Die türkische Cyberaktivisten Gruppe "RedHack" ("Rote Hacker") hat an diesem Freitag die Internetseite der konservativen Tageszeitung "Milli Gazete" eingenommen.

Wie die türkischen Medien berichten, handelt es sich bei der „Milli Gazete“ um eine auf einer religiösen Basis ruhenden Publikation mit engen Verbindungen zu konservativen Gruppen in der türkischen Gesellschaft (die türkische Regierung bereitet derzeit einen Gesetzesentwurf zur Regulierung von Internet-Medien vor – mehr hier).

Die marxistisch-leninistisch und pro PKK eingestellte Hacker-Gruppe RedHack hat erst vor einigen Tagen die Webseite des türkischen Innenministeriums gehackt und alle Dokumente aus dem Dateiensystem des Ministeriums heruntergeladen. Statt Informationen des Ministeriums sahen die User ein Bild des Ministers İdris Naim Şahin sowie eine maskierte Person. Auch verschiedene Polizeiserver waren in der Vergangenheit bereits Ziel ihrer Attacken. Erst im vergangenen Februar war die Polizeidirektion von Ankara Opfer eines Angriffes. Wie dadurch bekannt wurde, benutzte die türkische Polizei die lapidare Zahlenkombination „123456“, um geheime Dokumente abzuspeichern.

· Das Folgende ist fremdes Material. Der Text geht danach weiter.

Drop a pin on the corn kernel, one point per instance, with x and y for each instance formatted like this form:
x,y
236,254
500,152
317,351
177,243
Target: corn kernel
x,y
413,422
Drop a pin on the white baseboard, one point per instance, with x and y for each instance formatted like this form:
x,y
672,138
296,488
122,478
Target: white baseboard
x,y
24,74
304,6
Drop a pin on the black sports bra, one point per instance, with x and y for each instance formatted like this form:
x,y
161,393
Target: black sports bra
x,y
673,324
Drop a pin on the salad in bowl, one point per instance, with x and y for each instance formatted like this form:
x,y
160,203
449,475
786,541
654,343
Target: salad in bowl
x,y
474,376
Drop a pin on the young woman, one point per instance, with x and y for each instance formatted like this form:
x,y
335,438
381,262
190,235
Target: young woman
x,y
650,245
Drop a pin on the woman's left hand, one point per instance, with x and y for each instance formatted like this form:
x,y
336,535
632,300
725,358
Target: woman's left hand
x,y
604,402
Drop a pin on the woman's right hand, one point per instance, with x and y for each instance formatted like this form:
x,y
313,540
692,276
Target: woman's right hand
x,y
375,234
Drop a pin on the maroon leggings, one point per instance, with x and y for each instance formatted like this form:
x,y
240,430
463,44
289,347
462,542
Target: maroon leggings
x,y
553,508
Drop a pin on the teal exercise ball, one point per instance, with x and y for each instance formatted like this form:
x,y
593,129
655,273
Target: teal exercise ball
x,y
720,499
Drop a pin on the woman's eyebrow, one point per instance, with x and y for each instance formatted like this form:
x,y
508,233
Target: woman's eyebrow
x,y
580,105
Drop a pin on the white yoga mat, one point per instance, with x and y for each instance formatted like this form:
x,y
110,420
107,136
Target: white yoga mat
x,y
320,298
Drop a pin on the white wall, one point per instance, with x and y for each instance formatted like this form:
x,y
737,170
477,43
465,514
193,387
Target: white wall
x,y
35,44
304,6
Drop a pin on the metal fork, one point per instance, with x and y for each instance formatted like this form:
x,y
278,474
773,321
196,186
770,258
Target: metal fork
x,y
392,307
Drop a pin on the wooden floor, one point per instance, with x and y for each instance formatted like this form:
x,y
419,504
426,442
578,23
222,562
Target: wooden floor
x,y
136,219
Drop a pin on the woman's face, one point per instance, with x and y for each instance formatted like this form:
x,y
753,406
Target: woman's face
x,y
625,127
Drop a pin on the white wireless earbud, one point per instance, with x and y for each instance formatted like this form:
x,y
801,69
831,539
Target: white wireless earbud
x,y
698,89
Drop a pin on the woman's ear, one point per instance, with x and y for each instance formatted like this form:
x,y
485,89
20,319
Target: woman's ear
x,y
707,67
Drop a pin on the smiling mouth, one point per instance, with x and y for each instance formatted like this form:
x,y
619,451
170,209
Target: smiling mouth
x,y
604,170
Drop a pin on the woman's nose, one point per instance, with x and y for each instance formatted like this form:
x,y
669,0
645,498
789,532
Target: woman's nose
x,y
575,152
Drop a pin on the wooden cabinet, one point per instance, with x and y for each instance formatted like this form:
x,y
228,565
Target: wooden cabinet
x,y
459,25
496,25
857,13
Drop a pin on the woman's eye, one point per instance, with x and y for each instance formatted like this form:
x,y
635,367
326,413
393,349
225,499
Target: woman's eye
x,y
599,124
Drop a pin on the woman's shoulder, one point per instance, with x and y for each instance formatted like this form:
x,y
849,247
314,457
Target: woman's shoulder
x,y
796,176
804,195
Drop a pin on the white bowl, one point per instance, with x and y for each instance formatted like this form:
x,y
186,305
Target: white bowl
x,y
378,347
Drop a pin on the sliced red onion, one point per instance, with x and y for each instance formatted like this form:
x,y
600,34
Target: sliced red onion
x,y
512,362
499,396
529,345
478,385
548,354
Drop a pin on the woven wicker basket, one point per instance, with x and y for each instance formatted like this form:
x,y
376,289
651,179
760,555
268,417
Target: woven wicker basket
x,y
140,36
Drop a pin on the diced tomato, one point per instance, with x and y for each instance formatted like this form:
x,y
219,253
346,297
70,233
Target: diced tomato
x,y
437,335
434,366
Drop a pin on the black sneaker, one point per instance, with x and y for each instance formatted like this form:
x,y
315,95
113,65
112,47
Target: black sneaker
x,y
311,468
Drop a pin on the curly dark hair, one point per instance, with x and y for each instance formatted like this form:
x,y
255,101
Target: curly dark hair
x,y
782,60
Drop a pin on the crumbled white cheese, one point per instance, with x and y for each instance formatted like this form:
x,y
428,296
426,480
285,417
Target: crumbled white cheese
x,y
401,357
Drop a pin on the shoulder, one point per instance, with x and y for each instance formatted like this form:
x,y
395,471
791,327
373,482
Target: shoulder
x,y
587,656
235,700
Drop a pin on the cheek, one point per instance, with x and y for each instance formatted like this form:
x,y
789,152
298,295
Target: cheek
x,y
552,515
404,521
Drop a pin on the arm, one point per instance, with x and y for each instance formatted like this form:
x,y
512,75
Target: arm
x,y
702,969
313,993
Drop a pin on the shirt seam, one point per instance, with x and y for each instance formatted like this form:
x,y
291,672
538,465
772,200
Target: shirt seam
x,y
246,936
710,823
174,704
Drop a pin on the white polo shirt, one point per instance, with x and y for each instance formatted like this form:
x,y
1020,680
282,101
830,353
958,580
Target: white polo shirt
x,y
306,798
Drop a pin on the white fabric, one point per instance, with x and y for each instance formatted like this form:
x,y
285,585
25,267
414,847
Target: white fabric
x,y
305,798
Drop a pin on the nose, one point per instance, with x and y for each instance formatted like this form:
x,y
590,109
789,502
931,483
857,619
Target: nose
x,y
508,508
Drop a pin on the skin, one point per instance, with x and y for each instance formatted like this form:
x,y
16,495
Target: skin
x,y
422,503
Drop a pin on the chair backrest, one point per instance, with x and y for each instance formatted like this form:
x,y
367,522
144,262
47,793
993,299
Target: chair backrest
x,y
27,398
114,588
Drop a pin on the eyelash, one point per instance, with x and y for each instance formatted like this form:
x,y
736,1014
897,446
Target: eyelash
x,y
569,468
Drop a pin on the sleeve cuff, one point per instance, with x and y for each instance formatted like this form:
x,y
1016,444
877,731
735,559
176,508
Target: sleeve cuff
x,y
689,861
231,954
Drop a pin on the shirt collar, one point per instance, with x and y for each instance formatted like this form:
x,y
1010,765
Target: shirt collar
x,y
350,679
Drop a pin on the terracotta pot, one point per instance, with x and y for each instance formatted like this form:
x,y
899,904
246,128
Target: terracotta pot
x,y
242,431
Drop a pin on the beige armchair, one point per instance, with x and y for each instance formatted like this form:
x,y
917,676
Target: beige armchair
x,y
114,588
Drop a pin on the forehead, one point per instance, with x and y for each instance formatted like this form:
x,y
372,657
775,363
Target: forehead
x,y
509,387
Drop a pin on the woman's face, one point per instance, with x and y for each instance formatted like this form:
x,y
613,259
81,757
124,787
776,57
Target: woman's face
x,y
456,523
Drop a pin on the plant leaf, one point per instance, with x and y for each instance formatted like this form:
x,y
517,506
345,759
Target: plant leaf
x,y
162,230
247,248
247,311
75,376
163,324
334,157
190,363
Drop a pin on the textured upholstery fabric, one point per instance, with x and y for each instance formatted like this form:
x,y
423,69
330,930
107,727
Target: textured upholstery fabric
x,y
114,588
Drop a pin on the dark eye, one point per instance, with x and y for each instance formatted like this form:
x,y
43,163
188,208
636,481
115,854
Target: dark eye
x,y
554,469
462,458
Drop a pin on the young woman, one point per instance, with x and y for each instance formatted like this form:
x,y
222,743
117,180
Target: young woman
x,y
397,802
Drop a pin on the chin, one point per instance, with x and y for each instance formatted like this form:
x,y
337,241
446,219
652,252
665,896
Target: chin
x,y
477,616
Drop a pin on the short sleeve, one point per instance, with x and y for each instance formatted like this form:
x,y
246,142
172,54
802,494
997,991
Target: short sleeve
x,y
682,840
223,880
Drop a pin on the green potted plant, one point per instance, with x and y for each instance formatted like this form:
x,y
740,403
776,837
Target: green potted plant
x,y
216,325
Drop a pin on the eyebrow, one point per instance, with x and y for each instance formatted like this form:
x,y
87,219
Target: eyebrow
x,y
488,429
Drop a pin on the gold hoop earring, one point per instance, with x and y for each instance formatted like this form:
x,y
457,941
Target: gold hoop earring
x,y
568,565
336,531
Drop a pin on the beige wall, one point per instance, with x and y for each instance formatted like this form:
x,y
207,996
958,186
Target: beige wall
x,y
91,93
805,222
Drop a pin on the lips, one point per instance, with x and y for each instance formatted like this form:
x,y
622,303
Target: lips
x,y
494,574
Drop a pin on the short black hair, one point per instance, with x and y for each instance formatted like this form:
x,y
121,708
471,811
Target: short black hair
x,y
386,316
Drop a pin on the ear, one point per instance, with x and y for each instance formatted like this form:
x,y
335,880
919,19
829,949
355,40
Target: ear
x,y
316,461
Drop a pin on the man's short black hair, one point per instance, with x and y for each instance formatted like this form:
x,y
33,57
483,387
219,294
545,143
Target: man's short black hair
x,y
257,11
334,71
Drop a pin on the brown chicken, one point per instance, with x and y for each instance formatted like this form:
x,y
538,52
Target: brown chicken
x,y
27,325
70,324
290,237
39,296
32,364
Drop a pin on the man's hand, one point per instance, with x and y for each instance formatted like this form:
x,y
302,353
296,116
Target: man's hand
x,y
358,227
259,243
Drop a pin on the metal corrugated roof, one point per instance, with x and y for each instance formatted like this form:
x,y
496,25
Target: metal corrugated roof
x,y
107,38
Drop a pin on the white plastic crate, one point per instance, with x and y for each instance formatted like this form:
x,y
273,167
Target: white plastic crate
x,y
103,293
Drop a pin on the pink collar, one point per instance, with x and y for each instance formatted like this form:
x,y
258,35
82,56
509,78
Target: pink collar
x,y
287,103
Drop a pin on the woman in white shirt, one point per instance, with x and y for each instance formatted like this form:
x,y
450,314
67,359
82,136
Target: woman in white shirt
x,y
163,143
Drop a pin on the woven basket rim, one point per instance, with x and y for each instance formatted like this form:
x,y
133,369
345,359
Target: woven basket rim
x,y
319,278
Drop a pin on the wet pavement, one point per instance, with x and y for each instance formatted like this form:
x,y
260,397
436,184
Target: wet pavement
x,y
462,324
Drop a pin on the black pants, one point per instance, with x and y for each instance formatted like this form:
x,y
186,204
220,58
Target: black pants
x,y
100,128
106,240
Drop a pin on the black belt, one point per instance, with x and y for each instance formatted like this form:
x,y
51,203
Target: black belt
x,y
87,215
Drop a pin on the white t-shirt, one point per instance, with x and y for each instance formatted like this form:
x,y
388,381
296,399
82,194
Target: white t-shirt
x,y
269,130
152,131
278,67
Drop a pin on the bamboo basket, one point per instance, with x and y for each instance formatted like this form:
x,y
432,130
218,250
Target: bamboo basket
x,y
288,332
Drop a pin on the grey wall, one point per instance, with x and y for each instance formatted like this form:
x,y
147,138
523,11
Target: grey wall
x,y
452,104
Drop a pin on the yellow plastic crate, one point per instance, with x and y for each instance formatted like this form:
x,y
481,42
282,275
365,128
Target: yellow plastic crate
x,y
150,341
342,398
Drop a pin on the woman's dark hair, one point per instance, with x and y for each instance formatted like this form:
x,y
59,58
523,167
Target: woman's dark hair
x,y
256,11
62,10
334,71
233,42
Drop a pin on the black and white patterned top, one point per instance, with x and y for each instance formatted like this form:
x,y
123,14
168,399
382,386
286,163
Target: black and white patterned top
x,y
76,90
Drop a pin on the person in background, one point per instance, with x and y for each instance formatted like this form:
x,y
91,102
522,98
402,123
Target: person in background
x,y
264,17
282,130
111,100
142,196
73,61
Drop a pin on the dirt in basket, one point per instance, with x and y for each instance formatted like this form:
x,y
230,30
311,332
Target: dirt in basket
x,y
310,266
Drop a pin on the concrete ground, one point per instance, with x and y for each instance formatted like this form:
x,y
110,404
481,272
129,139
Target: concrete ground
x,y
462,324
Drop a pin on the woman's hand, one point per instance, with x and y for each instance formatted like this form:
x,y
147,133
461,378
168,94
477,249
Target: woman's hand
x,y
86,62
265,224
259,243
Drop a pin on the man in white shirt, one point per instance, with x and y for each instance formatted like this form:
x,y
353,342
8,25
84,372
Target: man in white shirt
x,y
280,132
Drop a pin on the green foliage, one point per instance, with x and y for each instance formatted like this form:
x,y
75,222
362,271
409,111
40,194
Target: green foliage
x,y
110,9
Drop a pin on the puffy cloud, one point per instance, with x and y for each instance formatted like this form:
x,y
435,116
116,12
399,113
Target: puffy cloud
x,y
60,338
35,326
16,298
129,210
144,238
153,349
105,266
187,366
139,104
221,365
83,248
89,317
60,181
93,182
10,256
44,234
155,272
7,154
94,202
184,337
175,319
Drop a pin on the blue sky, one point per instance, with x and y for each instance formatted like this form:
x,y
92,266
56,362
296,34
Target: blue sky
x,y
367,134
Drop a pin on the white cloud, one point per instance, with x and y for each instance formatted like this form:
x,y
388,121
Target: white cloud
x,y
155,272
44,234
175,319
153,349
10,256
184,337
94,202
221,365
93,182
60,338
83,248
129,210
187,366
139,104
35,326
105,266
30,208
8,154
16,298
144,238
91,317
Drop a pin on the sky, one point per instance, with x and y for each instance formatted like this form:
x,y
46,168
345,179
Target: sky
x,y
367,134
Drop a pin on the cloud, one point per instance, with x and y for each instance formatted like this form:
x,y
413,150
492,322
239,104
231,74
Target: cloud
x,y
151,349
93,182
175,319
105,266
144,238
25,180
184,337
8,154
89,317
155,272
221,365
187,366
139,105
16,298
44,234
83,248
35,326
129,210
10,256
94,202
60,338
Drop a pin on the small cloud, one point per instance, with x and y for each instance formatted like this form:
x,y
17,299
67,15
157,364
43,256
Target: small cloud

Polizei wird RedHack-Aktivisten nicht habhaft

Infolge dessen hat die türkische Polizei gemeinsam mit der Justiz  am 16. März eine Operation gegen die Hacker-Gruppe gestartet – bisher konnte allerdings kein einziger identifiziert werden. Vermeintliche Festnahmen wurden von Mitgliedern der Gruppe immer wieder dementiert.

Als Beweggründe für ihre Eingriffe gibt die Gruppe an, etwas gegen die Pauschalverurteilung der User durch die türkische Regierung zu haben, für die jeder von Beginn an „potentiell schuldig“ sei (auch Reporter ohne Grenzen haben die Türkei im Auge – mehr hier). „Diese Überwachungen sind dazu da, um die Internet-User zu zähmen und die Freiheit der Gesellschaft zu steuern. Andere Meinungen, welche man im Internet verbreite und gestalte, werden von der Partei für Gerechtigkeit und Aufschwung (AKP) verfolgt“, werden sie von den Medien zitiert. Wie in dieser Woche außerdem bekannt wurde, hat sich mittlerweile auch Anonymous mit den türkischen Cyberaktivisten im Kampf gegen die Internetzensur solidarisiert.

Die Seite der „Mili Gazete“, die Teil der Milli-Görüş-Bewegung und wiederholt durch antiwestliche, antisemitische und demokratiefeindliche Äußerungen aufgefallen ist, ist mittlerweile wieder erreichbar. Die deutsche Ausgabe der Zeitung wird vom Verfassungsschutz beobachtet.